The "I" and "me" speaking here is the Core Self relating to the part. It is the Core Self that is aware of the part but is not a part.

Learning to relate to our parts in this way requires some inner work. We need to practice:

  1. noticing our parts,
  2. disidentifying from them when they have taken over, and
  3. listening to them with compassion.

But when there are many exiles in our inneren system, whose wounds have not yet been healed, and our protectors are hyperactive, even just noticing our parts can be very difficult.

Self-Leadership Coaching

This is where Self-Leadership Coaching can help and that's what I do with my clients:

I guide them to go inside and work with the parts that tend to get activated in professional situations. I help them access the qualities of their Core Self and build trust between the Core Self and the protectors.

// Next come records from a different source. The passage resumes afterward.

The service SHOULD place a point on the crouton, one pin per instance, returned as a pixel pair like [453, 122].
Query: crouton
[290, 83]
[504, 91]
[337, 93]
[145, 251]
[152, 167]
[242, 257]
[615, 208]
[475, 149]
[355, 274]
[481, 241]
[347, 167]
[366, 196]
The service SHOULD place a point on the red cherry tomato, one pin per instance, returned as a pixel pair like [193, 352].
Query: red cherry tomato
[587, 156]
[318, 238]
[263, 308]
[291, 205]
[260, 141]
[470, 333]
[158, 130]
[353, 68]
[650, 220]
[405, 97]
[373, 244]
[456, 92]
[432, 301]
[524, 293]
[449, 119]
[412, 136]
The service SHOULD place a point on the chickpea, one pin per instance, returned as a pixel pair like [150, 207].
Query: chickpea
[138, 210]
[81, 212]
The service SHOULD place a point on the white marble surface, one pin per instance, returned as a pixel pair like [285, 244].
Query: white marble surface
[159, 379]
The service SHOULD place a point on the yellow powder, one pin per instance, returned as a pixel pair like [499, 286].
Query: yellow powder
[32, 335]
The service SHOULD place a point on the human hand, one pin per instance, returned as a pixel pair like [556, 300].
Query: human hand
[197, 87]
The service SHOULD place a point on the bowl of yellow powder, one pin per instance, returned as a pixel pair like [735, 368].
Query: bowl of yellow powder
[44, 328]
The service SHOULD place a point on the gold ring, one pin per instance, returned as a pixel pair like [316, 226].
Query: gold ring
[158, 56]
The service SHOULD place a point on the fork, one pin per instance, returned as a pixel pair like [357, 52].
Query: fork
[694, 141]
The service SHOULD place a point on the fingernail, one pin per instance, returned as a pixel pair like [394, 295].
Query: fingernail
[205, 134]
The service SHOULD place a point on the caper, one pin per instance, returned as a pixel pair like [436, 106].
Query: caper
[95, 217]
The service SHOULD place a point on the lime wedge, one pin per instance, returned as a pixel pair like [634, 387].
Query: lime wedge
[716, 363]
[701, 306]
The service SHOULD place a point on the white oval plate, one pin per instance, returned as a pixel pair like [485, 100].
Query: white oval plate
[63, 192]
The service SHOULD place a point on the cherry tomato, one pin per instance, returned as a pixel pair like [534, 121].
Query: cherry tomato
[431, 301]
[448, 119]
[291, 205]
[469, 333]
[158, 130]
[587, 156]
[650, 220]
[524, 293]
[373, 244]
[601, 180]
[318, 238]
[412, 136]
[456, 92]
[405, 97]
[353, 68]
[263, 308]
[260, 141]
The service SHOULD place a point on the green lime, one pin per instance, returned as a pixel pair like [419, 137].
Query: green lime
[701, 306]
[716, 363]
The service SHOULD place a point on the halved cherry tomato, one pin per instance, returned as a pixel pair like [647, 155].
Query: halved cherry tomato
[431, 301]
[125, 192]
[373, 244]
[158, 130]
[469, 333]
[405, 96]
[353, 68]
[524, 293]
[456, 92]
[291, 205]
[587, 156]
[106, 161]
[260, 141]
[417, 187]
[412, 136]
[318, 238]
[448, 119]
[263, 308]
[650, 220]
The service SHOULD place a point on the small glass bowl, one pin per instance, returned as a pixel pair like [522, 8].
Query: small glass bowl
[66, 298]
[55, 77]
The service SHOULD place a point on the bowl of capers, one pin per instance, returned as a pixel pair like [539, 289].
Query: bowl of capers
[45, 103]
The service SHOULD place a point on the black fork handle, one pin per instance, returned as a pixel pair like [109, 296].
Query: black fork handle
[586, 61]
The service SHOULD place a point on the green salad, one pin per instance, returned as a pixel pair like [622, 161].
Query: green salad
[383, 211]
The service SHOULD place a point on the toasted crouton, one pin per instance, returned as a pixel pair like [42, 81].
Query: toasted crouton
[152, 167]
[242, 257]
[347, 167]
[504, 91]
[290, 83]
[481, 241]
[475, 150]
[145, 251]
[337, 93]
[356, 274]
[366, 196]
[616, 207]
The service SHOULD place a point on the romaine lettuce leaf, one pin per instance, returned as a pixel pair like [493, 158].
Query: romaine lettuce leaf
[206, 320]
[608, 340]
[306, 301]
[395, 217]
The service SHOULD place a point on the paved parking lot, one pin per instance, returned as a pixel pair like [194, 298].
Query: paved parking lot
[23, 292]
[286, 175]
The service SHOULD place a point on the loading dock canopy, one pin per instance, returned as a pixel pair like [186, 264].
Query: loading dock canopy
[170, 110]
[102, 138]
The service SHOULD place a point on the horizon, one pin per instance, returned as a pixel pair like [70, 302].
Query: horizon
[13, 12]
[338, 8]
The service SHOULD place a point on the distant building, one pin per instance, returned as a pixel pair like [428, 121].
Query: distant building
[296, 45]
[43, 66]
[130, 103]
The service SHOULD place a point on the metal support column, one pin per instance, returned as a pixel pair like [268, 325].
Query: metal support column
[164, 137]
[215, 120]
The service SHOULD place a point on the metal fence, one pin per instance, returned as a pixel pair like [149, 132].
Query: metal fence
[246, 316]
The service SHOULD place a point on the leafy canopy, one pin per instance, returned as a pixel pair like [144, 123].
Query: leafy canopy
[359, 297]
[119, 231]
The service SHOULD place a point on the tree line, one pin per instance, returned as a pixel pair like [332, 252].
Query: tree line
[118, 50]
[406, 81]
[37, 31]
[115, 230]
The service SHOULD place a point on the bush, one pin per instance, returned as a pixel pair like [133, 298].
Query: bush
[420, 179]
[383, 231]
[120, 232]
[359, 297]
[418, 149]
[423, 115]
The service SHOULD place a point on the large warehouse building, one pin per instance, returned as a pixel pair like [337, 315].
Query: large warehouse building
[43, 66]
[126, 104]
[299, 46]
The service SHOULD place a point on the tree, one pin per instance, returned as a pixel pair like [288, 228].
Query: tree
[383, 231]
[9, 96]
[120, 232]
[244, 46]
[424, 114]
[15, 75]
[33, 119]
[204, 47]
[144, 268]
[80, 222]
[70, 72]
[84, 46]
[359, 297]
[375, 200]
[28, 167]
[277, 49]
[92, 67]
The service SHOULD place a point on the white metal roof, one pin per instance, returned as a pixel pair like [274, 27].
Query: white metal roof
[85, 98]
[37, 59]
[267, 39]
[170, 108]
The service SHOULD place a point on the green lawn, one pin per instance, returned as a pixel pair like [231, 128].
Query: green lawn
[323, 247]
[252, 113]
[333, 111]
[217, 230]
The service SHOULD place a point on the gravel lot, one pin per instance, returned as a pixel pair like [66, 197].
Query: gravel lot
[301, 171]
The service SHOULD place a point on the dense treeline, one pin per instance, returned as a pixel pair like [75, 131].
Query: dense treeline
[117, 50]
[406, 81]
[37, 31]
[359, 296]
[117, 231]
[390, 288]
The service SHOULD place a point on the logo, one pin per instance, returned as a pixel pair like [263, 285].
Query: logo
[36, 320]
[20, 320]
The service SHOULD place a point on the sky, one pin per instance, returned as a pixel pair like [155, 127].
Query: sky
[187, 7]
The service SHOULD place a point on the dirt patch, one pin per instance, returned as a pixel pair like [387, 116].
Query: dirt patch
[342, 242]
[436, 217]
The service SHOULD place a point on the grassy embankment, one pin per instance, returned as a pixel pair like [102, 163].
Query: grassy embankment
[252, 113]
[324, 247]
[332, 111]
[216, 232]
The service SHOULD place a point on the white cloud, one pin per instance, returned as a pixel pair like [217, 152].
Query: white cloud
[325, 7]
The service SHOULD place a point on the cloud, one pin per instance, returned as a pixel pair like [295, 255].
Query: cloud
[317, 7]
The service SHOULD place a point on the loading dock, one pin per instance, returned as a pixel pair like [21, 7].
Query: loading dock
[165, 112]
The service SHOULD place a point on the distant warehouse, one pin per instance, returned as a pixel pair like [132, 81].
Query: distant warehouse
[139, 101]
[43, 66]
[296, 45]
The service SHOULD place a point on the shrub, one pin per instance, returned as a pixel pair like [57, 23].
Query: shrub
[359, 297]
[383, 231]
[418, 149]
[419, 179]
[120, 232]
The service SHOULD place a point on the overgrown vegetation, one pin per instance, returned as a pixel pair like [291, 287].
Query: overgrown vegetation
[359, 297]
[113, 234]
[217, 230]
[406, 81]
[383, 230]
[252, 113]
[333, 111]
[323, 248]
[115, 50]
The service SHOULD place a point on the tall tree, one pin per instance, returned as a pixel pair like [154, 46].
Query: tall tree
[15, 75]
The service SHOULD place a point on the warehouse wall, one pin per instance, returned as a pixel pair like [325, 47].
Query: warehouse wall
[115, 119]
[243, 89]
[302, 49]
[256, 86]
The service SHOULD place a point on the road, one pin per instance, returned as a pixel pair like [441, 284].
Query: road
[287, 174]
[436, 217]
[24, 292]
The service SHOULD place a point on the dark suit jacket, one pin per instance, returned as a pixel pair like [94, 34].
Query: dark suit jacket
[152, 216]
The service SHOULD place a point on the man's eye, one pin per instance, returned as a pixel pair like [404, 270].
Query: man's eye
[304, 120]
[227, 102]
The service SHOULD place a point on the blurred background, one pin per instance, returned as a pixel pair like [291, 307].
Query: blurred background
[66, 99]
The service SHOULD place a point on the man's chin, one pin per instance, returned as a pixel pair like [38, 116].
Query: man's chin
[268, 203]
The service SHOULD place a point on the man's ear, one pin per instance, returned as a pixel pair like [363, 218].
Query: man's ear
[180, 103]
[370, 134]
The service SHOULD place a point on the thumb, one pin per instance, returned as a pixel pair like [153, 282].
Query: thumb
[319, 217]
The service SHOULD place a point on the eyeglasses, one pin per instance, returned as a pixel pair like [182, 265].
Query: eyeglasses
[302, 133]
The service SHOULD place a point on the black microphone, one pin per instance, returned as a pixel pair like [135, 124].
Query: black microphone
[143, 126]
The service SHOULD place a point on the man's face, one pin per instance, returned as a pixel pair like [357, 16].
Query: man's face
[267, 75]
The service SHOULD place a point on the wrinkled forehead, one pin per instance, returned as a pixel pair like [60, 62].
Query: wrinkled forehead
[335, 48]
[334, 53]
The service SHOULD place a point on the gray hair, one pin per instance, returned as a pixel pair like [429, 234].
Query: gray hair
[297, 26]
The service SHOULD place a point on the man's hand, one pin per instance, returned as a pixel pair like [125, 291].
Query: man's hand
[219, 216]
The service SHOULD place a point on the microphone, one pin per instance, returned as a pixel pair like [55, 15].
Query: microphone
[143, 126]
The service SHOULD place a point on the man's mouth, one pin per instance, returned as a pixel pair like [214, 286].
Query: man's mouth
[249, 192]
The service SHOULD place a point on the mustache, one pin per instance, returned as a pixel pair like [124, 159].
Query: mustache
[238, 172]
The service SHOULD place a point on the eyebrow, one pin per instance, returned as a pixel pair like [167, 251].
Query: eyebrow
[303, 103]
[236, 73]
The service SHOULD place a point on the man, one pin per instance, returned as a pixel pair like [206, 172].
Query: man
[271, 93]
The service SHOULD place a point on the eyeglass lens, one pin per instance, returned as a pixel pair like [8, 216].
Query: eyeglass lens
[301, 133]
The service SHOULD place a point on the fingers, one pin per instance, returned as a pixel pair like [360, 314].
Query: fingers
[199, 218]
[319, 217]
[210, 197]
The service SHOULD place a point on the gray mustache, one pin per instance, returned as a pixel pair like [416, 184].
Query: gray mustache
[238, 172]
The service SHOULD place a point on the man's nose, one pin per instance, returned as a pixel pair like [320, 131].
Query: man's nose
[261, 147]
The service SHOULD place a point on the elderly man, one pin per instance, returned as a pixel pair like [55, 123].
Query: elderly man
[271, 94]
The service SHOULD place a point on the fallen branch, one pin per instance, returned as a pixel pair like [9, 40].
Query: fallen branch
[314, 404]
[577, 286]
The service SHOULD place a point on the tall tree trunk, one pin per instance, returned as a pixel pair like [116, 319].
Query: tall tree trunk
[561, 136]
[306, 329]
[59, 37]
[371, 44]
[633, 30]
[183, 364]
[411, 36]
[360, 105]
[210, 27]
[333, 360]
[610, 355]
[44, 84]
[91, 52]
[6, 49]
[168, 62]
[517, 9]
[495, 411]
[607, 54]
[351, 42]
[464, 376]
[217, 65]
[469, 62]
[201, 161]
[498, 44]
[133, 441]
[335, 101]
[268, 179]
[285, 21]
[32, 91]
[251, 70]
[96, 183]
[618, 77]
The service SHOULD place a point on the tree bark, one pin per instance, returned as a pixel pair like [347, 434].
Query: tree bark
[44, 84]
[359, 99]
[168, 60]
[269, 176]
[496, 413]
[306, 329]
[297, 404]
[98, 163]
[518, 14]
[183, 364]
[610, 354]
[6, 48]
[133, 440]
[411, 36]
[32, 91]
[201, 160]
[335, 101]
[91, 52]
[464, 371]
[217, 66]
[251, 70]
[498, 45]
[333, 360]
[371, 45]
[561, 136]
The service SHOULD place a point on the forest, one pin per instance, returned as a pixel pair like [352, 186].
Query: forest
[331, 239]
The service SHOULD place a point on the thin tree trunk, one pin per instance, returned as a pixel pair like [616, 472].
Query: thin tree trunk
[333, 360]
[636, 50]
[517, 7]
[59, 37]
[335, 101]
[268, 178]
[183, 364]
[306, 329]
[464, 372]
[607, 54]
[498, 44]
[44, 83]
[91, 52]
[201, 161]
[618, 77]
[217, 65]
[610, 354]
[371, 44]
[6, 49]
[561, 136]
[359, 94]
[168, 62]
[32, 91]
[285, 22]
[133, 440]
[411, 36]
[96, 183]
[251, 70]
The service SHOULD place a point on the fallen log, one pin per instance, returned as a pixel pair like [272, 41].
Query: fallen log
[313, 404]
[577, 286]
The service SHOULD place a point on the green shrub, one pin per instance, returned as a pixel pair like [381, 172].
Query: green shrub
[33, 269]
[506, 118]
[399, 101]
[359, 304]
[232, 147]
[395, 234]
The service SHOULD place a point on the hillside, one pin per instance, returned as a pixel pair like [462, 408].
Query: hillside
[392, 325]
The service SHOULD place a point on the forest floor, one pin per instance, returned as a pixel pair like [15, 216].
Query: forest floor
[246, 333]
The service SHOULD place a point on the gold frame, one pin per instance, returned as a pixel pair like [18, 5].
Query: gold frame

We find out from the protectors what they are protecting, which points us to the exiles who need to be healed. Once the protectors trust the Core Self enough to give their permission – which usually requires some negotiation – we can go to an exile and help it.

It is the connection with the client's Core Self that heals the exile. The exile needs to show the Core Self how it has suffered and it needs to be witnessed with compassion.

So I help my clients establish and maintain this compassionate connection. And I guide them through a number of healing steps until the exile is ready to let go of the extreme beliefs and emotions it has been carrying and shift back to its naturally valuable state.

When this is accomplished, the protectors can change their roles. They can do something else or just relax because that level of protection is no longer needed.

But even before the first exile is healed, any relationship we build with one of our protectors will make it a little easier to access the beautiful leadership qualities of our Core Self. As we befriend our protectors they become more willing to make space for the Core Self and let it lead, like clouds parting to let the sun shine through.

Inner work to strengthen your Self-Leadership

Self-Leadership is contagious. When our protectors let our Core Self lead, the people around us feel safer and their protectors relax, allowing them to access more of their Core Self as well.

So I want to encourage all of you to do your inner work to strengthen your Self-Leadership, because it will not only make you feel so much better inside, but it will also have a huge impact on the people you work with, making it safer for them as well to be courageous and vulnerable in order to grow.

To strengthen your Self-Leadership practice:

  1. noticing your parts,
  2. disidentifying from them, and
  3. relating to them with curiosity and compassion, especially to those who are in pain and need help.

Every time you feel emotional, tense or uncomfortable, that's a part of you that has been activated by something and needs your attention.